Writing a simple Compiler on my own - Creating a grammar for our Language

in programming •  2 years ago  (edited)

    Hello it's a me again Drifter Programming! Today we get to my Compiler series again to create a grammar for our Language! In my post "A simple C Language" I covered most stuff that has to do with our language which are all the tokens (keywords, operators, identifiers etc.) and the basic structure of such a "C-like" program, but we didn't create a grammar. This is exactly what we will do today!

So, without further do, let's get started!

How we will write the grammar

    Creating a grammar for a language directly in Bison rules is difficult and so I will try making it simpler to understand by writing some statements (for, while, definitions etc.) in the Language that we want to end up with.

    This actually means that we will see where and how each token (keywords, operators etc.) is being used. That way we find out how the grammar and language is build up (in tokens) and can then define simple rules to form our first Bison parser!

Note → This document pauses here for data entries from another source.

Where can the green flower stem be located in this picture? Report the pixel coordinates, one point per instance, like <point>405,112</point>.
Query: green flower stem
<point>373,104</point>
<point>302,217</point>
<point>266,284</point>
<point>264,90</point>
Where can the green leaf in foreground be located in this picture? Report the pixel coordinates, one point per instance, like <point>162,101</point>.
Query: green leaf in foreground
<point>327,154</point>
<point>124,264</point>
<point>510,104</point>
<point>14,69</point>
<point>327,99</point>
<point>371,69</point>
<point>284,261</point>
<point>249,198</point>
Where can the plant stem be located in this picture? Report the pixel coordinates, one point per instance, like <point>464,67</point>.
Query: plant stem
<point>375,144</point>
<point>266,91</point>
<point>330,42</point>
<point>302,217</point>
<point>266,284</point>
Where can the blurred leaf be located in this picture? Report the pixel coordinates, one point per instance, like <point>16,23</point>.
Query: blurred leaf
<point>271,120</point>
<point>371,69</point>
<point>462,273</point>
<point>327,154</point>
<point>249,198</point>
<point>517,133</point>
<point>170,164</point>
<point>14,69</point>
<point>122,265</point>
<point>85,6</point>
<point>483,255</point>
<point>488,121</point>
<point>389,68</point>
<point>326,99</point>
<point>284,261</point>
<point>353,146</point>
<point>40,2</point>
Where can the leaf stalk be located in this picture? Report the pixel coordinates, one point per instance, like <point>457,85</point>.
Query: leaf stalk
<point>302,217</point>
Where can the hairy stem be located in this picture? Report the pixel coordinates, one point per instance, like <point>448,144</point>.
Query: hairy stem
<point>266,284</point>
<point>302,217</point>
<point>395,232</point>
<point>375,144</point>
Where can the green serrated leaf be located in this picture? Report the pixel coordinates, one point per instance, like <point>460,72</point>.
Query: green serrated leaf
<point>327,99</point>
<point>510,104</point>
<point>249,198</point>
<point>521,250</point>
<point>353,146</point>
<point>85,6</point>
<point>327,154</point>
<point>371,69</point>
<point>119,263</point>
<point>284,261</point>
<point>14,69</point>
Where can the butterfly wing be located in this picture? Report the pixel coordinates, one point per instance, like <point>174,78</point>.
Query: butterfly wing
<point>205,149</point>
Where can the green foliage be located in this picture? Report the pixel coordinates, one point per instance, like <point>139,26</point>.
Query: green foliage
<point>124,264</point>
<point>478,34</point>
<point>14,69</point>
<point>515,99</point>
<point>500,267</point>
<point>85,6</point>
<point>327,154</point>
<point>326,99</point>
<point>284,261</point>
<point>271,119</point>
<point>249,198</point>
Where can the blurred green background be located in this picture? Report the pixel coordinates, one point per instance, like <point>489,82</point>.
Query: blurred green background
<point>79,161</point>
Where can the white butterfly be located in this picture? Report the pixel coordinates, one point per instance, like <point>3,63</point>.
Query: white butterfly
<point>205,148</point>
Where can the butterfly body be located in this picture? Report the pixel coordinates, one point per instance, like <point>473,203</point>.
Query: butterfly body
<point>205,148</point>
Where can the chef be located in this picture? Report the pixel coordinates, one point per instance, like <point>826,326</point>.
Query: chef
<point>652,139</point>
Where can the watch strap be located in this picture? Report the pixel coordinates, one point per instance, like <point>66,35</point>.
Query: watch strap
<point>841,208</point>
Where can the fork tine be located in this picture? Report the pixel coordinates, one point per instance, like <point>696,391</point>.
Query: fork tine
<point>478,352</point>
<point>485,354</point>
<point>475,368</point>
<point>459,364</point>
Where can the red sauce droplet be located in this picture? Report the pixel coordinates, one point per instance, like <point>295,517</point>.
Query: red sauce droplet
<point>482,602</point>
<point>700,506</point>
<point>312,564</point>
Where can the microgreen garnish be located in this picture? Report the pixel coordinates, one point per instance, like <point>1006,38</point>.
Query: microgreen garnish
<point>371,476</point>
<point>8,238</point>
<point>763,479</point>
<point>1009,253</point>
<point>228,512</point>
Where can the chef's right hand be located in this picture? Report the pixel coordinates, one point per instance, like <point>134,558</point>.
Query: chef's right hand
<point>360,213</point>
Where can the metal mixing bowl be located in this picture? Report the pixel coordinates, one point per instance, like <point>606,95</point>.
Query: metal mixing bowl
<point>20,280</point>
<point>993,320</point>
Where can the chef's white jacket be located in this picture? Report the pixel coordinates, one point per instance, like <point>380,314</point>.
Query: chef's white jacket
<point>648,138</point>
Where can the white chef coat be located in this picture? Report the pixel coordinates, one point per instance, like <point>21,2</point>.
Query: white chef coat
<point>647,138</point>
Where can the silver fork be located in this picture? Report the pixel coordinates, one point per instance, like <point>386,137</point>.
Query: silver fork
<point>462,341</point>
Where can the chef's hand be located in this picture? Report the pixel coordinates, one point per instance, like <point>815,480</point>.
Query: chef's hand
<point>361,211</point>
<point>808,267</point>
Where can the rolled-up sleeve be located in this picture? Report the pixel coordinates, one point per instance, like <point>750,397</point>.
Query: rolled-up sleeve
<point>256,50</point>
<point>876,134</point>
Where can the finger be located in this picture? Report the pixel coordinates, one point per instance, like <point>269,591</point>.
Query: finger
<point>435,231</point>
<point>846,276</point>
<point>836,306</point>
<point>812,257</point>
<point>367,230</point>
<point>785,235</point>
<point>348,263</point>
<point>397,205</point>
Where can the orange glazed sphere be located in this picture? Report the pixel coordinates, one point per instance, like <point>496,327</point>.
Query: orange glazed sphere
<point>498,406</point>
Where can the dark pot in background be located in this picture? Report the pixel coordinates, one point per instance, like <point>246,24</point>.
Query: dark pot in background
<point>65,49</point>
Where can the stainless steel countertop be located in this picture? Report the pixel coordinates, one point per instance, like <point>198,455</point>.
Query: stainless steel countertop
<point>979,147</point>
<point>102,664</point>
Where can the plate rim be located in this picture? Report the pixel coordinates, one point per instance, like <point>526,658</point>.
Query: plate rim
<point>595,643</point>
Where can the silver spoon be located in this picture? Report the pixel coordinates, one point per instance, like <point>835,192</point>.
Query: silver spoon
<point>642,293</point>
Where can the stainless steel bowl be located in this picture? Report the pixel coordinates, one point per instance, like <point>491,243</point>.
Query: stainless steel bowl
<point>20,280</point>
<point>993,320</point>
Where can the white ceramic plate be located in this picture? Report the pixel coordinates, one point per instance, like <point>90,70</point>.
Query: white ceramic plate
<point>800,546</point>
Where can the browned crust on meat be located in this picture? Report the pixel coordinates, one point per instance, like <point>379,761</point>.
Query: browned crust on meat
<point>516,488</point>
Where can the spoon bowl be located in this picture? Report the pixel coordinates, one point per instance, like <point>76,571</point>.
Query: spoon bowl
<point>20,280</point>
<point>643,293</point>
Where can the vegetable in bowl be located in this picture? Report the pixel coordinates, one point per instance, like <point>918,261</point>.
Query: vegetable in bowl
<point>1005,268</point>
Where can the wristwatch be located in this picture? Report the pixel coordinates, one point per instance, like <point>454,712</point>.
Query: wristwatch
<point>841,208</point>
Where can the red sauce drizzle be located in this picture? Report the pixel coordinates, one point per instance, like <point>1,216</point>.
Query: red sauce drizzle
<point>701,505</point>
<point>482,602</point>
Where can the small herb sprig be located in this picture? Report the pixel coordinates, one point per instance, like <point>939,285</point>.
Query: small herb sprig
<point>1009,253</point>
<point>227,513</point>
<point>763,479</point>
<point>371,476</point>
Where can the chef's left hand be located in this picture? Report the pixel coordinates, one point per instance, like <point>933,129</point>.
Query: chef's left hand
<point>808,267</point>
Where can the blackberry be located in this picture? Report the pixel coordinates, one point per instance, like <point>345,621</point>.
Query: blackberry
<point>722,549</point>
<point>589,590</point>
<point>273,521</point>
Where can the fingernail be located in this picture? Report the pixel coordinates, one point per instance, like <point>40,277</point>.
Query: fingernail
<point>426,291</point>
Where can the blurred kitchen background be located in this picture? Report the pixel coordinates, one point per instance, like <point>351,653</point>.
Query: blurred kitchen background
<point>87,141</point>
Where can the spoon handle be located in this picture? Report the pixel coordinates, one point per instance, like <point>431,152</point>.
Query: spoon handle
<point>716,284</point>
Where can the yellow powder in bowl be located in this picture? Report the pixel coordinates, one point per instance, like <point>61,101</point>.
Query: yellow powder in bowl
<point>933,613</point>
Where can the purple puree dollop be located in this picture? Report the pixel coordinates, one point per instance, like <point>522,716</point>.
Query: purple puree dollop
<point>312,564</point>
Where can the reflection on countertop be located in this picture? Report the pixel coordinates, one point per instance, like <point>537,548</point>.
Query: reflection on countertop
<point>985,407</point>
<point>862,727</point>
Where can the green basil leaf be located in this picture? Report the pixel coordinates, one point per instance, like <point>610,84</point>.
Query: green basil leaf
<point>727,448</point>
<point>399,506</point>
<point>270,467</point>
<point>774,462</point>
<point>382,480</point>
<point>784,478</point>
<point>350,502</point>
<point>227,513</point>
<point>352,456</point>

    You can clearly see that this method will make it much easier for us to write the grammar, because it will give us the fundamental building blocks of the language. After creating the basic structure we can of course insert more rules that will extend our grammar and we can even define more tokens (lexical units) that will be used in new statements.


The Language 

    In the post "A simple C Language" we defined a simpler C-Language that is much simpler then the actual C Language and contains less tokens and statements.

Let's get into some of the main and fundamental things that the language contains.

In this language we can declare variables, arrays, pointers, functions of the types:

  • char    (CHAR keyword)
  • int    (INT keyword)
  • float    (FLOAT keyword)
  • double    (DOUBLE keyword)
  • void    (VOID keyword)


We have conditional statements that use the keywords:

  • IF
  • ELSE
  • ELSE IF     (combination)


We have loops that are made using the keywords:

  • FOR    (for loop)
  • WHILE    (while loop)


We have some other keywords that are for specific actions:

  • CONTINUE -> go to the next iteration of a loop
  • BREAK -> break out of a loop
  • RETURN -> return to function that called (maybe even with return-value) or to the operating system 


We have the following arithmetic and boolean operators:

  • + and -    (addition and substraction operators)
  • * and /    (multiplication and division)
  • ++ and --    (increment and decrement)
  • ||    (boolean or)
  • !    (boolean not)
  • &&    (boolean and)
  •  == and !=    (equality and inequality)
  •  > or < or >= or <=    (relational operators)


We also have:

  • identifiers (ID)
  • integer constants (ICONST)
  • floating point constants(FCONST)
  • printable ASCII characters (CCONST)
  • sequences of characters (STRING)


Other tokens:

  • '('   ')' -> parentheses
  • '['   ']' -> brackets
  • '{'   '}' -> bracelets
  • ';'   '.'   ',' -> semi, dot and comma
  • '='   '&' -> assign and reference
  • (EOF) -> end of file
Directly from the previous post


And of course there are also comments of the forms:

  • single-line comment (anything after "//")
  • multiple-line comment (anything between "/*" and "*/")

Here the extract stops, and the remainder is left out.